N’en déplaise à Elon Musk : passer 40 heures par semaine au bureau n’est plus au goût du jour, les salariés veulent de la flexibilité. Certains dirigeants, comme le médiatique patron de Tesla, regimbent et menacent. Mais pour combien de temps ?
Pour la majorité des salariés, la chose est acquise : la flexibilité est la meilleure façon de travailler. Hier encore privilège de quelques happy few, elle est devenue, après deux ans de crise sanitaire, la nouvelle norme. Reste que le travail hybride n’est pas acquis pour tous. Un peu partout dans le monde, les gardiens du temple font les gros yeux, freinent des quatre fers. En vain. Les barrières sont tombées : nous avons changé de paradigme et ceux qui feignent de l’ignorer s’exposent à de sévères déconvenues. Il n’y aura pas de retour en arrière.
L’exemple de Goldman Sachs est éloquent : son PDG, David Salomon, a eu beau s’agiter, seule la moitié des 10 000 salariés du groupe est revenue travailler en présentiel, comme il l’exigeait en février dernier. Il faut s’adapter, et ce quelle que soit la taille de l’entreprise. L’hybridité n’est plus l’apanage des start-up : des groupes comme Orange et Hewlett-Packard, pionniers sur le télétravail, ont su rester hyper attractifs en misant sur une organisation favorisant le bien-être des salariés. Avec la guerre des talents qui bat son plein, la question ne devrait même pas se poser. D’ailleurs, il n’y a qu’à regarder les jobboards : sur Monster, Indeed, Welcome to the jungle, le travail flexible est partout.
Prioriser le bien-être des employés
Le risque pour ceux qui refusent de s’adapter au travail hybride est de ne plus retenir grand monde et de ne plus attirer personne, même à proposer de meilleurs salaires. La fuite des talents a déjà commencé : de nombreuses entreprises, qui n’ont pas su, ou pas voulu, s’adapter aux exigences de ce nouveau paradigme, c’est-à-dire répondre à la quête de sens et de bien-être des collaborateurs, voient partir leurs salariés pour des organisations plus agiles, plus disruptives, plus modernes. En vérité, le travail flexible n’est déjà plus un critère si différenciant pour le recrutement : les talents le considèrent comme un prérequis et c’est bien plutôt sur ses modalités que les organisations se distinguent.

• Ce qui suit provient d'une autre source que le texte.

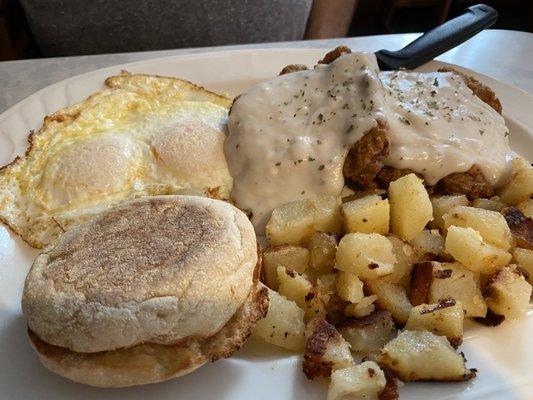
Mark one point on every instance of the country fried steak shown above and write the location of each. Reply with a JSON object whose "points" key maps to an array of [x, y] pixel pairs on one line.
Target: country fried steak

Permettre à ses collaborateurs de venir au bureau à leur guise, deux ou trois jours par semaine, et de télétravailler le reste du temps est un bon départ, mais cela ne suffit pas. L’enfer du distanciel est peuplé de bonnes intentions. De fait, la gestion de la flexibilité est cruciale. C’est que l’autonomie des collaborateurs à distance n’est pas acquise ; à vrai dire, elle ne dépend pas d’eux, mais des outils et process mis en place à cette fin. Les applications qui permettent de savoir qui est au bureau et quand chacun est censé s’y trouver en sont un bon exemple : elles favorisent concrètement la collaboration et le lien social. Quand on vient sur site, ce n’est pas pour faire d’autres réunions en visio. Les solutions qui accompagnent les salariés remote dans la prévention des risques psychosociaux sont également à choisir avec soin, tant la santé mentale des collaborateurs est devenue un enjeu essentiel.
En toile de fond, un risque financier majeur
Mais peut-être l’argument économique sera-t-il mieux à même de convaincre les sceptiques. En effet, les entreprises ont beaucoup à perdre à ne pas gérer correctement l’hybridité. Certaines, comme à La Défense, ont déjà vendu leurs immeubles et emménagent dans des locaux plus petits, moins coûteux donc, et surtout mieux adaptés aux nouveaux modes de travail et à la nécessité de créer des espaces plus collaboratifs. Le bureau change et s’adapte aux besoins des salariés. De même pour la gestion du matériel à distance qu’il faut pouvoir amener au collaborateur dès son arrivée dans l’entreprise et récupérer à son départ. Le défi est double : il en va du confort des personnes et des finances de l’entreprise, qui peut perdre beaucoup de temps et d’argent si la rotation de l’équipement n’est pas bien gérée.
Bien sûr, le risque financier ne se limite pas à la question du loyer et du matériel, qui demeurent parmi les postes de dépenses les plus importants, et l’on pourrait parler d’autres dépenses courantes directement impactées par le choix de la flexibilité. Mais le plus gros enjeu, pour les organisations, reste l’attractivité et la compétitivité. Les salariés sont évidemment leur actif le plus précieux. Mieux vaut ne pas l’oublier, car rien n’est jamais acquis. N’en déplaise à Elon Musk.